Among the noteworthy claims, one numerical result highlights the neural operators' ability to maintain high calculation fidelity across significant time evolutions. For example, in the wave packet scattering model, even though prediction errors naturally compound when time steps are iterated, the final results demonstrate adequate accuracy in representing wave function evolution, with unitarity maintained. This result suggests a promising extrapolation of neural operators to model long-term dynamics traditionally handled by computationally intensive methods.

The implications of deploying neural operators in quantum mechanics extend beyond mere computational advantages. Theoretically, neural operators offer a paradigm shift in representing Hamiltonians and S-matrix calculations, potentially addressing the burgeoning complexity challenges faced in asymmetric, high-energy particle dynamics simulations. Practically, the computational efficiency surfaced, particularly in scaling to higher lattice resolutions without prohibitive memory constraints, indicates a path toward real-time, large-scale quantum dynamics modeling applications.
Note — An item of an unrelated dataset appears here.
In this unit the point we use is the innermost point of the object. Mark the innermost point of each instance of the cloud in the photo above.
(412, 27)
In conclusion, the research pioneers a conceptual and practical demonstration of neural operators' utility to simulate quantum mechanical scattering processes efficiently. Future work may delve into tailored training datasets sourced from quantum mechanics to further hone out-of-distribution error strategies, ultimately paving the way for neural operators to augment traditional quantum computation methodologies in both academic research and applied engineering contexts.